The dollar languished near three-week lows on Wednesday as a reaffirmation of a patient stance by Federal Reserve Chairman Jerome Powell and a newly resurgent pound kept U.S. currency bears in firm control.
The dollar index against a basket of six major currencies stood at 96.113 after shedding 0.4 percent overnight, when it stooped to 95.948, its lowest since Feb. 5.
Powell said on Tuesday that rising risks and recent soft data were unlikely to prevent solid growth for the U.S. economy this year, but that the Fed would remain “patient” on further interest rate hikes.
“The dollar’s fall was a little puzzling as Powell’s comments did not offer fresh insight.

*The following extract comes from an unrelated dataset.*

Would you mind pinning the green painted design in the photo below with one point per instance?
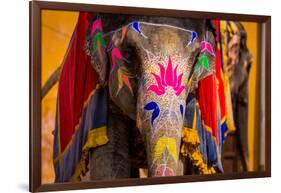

But the market was in a state where the dollar was sensitive to potential bearish factors, and the strong pound also weighed,” said Masafumi Yamamoto, chief forex strategist at Mizuho Securities.
Sterling had rallied on Tuesday after British Prime Minister Theresa May offered lawmakers the chance to vote on delaying Brexit, opening up the possibility of avoiding a chaotic no-deal departure from the European Union.
The pound was little changed at $1.1348 after surging more than 1 percent overnight to a five-month peak of $1.3288.
The Australian dollar was a shade lower at $0.7182, taking a breather after three straight days of gains.
The Aussie was hurt at the start of February after the Reserve Bank of Australia opened the door for an interest rate cut. But the currency has rebounded nearly 2 percent from this month’s low of $0.7054 plumbed on Feb. 12.
“Differences in monetary policies are less of a driver for currencies after the Fed shifted to a more dovish stance, prompting other central banks to follow. Risk appetite is now a key incentive, and currencies like the Aussie benefit from ‘risk on,'” said Yamamoto at Mizuho Securities.
Global equities have performed strongly this week – MSCI’s world stock index advanced to a five-month peak – on factors including ebbing U.S.-China trade tensions.
Equity markets performance and monetary policy might come into focus again, especially if investors sell down stocks heavily, analysts say.
“Equities may not be a concern when they are rising but if that were to change, comments by Fed board members pertaining to any additional policy steps will gather attention once more,” said Makoto Noji, chief currency and foreign bond strategist at SMBC Nikko Securities.
The dollar was little changed at 110.58 yen after shedding 0.4 percent the previous day. The greenback rose to a two-month high of 111.24 on Monday but has met firm technical resistance near the 200-day moving average 111.30.